15 According to Legroux, roughening of the walls or valves gives rise to stratified coagula of moderate size, or else to those small clots which deposit on the surface or margin of the valves (Dict. Encycl. des Sci. méd., article "Concrétions sanguines," Paris, 1876).

All diseases which by their nature and duration produce great exhaustion of the vital powers tend strongly to produce fibrinous coagula in the heart. This is eminently true of those which at the same time do not occasion a diminished plasticity of the blood. It is often assumed that mere stasis in the blood-current through the heart is essential to the formation of clots in its cavities, and to lend support to this belief reference is made to the phenomena which take place in bleeding.
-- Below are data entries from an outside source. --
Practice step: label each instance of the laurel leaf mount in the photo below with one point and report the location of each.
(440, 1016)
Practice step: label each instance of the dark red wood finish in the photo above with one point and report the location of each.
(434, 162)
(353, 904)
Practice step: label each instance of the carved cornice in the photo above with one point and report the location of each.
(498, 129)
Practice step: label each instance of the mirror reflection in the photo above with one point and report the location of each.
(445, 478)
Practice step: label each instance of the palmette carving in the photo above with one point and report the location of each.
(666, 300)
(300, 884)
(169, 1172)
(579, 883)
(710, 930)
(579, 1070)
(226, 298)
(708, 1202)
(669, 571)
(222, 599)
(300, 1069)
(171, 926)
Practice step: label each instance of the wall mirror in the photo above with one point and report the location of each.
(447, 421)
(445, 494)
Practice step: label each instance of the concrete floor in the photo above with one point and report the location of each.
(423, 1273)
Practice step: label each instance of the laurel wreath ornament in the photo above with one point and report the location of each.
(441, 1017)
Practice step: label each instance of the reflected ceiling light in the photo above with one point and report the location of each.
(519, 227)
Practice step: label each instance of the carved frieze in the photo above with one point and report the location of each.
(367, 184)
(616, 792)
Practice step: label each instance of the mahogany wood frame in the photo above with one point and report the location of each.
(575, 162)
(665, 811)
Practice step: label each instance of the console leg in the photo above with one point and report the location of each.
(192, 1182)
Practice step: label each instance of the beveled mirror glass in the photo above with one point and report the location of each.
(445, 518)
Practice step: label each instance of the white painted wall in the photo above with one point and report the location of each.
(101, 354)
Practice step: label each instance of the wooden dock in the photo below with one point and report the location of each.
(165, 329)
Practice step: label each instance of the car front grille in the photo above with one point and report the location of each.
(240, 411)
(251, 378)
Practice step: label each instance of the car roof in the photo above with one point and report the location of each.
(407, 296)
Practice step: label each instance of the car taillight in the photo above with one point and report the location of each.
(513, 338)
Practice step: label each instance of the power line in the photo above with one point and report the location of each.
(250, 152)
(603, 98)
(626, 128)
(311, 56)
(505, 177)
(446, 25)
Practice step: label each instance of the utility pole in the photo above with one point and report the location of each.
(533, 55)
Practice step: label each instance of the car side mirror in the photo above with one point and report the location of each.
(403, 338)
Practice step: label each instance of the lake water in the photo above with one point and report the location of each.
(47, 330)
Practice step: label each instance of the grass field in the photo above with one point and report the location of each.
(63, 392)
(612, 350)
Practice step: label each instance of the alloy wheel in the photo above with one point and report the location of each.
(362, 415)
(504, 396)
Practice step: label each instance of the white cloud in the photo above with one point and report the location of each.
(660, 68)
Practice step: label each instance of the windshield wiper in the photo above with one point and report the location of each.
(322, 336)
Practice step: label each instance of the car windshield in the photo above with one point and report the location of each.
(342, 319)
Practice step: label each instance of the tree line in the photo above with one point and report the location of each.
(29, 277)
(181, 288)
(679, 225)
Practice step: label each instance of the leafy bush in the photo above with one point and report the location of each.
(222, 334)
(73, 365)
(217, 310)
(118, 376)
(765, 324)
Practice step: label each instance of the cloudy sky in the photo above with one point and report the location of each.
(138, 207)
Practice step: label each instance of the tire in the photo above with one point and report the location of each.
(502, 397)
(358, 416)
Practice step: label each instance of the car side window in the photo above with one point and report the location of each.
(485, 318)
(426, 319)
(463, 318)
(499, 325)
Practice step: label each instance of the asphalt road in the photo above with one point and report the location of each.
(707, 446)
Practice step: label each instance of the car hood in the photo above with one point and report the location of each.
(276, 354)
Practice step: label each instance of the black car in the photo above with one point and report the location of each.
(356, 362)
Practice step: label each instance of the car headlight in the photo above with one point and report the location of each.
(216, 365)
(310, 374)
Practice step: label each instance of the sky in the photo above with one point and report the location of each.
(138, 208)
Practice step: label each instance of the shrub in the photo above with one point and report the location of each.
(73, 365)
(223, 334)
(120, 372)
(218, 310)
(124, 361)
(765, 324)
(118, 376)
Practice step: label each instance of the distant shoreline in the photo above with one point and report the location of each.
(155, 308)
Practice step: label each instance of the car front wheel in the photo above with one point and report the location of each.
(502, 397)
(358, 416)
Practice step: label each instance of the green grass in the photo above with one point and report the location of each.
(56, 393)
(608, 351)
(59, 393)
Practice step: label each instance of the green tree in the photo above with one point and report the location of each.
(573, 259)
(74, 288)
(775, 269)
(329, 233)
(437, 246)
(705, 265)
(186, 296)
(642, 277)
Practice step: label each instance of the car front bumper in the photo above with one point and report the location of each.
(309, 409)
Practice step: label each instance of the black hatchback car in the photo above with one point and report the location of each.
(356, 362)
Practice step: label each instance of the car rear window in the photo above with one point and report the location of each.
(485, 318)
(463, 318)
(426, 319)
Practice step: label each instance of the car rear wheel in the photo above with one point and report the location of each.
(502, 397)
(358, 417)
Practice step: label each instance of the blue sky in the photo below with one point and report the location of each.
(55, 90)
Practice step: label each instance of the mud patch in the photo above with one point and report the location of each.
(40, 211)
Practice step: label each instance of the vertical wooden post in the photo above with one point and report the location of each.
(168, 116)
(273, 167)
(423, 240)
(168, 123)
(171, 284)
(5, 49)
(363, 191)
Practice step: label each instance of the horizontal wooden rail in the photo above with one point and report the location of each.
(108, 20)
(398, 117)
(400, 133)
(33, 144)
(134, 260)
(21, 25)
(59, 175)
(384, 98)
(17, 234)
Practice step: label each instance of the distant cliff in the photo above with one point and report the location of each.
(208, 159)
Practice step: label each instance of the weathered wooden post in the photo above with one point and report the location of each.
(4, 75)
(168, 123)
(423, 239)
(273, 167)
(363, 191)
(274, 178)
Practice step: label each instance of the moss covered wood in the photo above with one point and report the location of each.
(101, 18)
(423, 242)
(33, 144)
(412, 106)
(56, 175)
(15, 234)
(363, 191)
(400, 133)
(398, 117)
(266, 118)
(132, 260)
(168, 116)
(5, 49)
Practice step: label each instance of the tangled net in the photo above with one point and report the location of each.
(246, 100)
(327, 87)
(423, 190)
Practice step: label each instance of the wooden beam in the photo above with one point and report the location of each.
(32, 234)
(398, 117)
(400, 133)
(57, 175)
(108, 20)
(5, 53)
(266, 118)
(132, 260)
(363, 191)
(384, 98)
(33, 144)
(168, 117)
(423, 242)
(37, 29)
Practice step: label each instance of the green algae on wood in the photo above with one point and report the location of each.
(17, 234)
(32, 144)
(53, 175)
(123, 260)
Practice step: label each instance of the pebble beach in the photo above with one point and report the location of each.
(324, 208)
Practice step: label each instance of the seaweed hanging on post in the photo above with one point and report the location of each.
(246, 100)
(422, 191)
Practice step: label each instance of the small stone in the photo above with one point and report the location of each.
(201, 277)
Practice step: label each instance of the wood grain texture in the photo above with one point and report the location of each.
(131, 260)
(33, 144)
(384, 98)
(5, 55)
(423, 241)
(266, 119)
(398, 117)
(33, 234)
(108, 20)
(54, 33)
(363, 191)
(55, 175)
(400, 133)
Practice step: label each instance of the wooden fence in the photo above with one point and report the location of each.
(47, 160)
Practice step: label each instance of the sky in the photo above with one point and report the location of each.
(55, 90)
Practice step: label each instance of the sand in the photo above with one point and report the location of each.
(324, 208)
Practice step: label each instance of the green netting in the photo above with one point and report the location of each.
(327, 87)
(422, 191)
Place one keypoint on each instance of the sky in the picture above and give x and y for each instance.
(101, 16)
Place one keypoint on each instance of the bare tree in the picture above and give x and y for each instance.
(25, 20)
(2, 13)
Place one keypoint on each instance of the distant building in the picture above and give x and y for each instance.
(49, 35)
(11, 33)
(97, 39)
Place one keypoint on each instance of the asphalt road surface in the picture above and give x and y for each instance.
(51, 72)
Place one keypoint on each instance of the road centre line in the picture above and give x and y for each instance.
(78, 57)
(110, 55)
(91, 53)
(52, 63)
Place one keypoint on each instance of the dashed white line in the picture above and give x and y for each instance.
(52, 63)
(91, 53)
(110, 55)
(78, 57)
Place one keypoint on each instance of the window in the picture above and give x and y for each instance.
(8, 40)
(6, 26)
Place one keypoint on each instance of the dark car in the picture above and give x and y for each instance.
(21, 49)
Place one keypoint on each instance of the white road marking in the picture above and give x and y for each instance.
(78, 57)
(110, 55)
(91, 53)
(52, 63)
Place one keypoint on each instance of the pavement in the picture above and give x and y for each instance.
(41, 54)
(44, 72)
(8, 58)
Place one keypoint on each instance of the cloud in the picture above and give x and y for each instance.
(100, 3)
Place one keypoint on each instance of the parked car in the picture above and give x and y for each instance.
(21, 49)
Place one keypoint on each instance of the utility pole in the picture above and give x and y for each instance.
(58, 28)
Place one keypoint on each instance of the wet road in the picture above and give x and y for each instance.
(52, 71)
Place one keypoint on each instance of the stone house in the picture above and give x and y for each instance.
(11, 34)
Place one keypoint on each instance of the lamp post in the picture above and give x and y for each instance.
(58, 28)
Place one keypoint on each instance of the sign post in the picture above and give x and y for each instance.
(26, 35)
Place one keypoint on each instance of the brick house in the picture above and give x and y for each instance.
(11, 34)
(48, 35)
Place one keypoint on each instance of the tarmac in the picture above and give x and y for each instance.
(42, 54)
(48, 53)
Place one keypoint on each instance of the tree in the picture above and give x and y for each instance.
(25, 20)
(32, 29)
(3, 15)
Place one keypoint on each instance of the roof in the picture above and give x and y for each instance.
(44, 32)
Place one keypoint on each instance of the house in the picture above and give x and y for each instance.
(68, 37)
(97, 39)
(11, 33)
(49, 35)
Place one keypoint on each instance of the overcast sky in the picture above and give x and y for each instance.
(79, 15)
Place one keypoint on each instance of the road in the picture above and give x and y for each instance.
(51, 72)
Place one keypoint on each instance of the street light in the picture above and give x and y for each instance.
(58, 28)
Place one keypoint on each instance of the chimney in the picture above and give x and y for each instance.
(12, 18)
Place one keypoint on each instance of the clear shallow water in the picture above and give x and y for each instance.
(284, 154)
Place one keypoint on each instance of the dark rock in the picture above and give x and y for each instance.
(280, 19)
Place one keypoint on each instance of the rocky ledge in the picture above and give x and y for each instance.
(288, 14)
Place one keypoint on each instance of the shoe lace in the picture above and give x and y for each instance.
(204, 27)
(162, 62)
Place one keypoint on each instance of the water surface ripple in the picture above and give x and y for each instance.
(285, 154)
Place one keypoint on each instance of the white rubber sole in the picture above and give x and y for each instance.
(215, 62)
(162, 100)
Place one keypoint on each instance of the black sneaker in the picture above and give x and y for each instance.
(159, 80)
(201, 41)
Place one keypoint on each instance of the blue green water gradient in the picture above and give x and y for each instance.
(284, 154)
It is not true, however, that stasis is necessary to coagulation, and the proof is afforded when we take a bundle of twigs and by beating the blood forcibly produce the separation of the fibrin. Besides a slowness of the circulation, there must be, once again, an obstacle in the heart itself, and even then polypoid concretions are not always formed.16

16 Gaz. hébdomadaire, Paris, 1856.

II. The Vital or Pathological Causes.—In this class of conditions leading to cardiac thrombosis are included all diseases in which certain special changes have taken place in the blood itself. Among these we should mention, first, certain sthenic inflammatory affections in which the proportion of the plasmin (fibrin and metalbumen) is notably elevated, and in which, on this account, there is a strong tendency to the separation of fibrin from the blood and to the formation of cardiac concretions. In fibrinous pneumonia and acute rheumatism this is particularly true, and amongst the numerous accidents we have to dread in the course of these diseases none strike us with more dread than the possible production of intra-cardiac thrombi. In fibrinous pneumonia this complication is so frequent that Bouillaud has enunciated the following pathological law: "Fibrinous concretions exist constantly in patients who succumb to a frank, acute pleuro-pneumonia, well characterized, which has reached the second stage."17 According to Raynaud, this is without question a great exaggeration, and results from the confusion this learned author evidently made between terminal clots and those formed some time previous to death. Nevertheless, there is here a proof of the great frequency of coagula occasioned by this disease, and of the strong tendency to their formation which the condition of the blood must afford. What we have said of fibrinous pneumonia and acute articular rheumatism is not true, singular to say, of lobular or broncho-pneumonia. The lesions of this form of pneumonia are those of a catarrhal inflammation of the lung, and the blood does not offer during its course the remarkable tendency to coagulation that is shown in fibrinous pneumonia. Usually, the heart-cavities and the vessels are filled after death with a liquid of a black or violet-brown color, very often sticky.18 The fibrin in the heart-cavities in pneumonia is fibrillar, and does not present those changes which indicate that it has been deposited for a long while. Moreover, these coagula do not present physical characters which show any considerable degree of age. They are usually terminal coagula, or at least formed within a few days of the fatal termination. Do globular vegetations occur in pneumonia? At times they do, but they are at least very rare as compared with the fibrinous conditions just referred to.

17 Gazette méd., 1843, vol. xi. p. 270, quoted by Armand, Thèse de Paris, 1857, p. 41.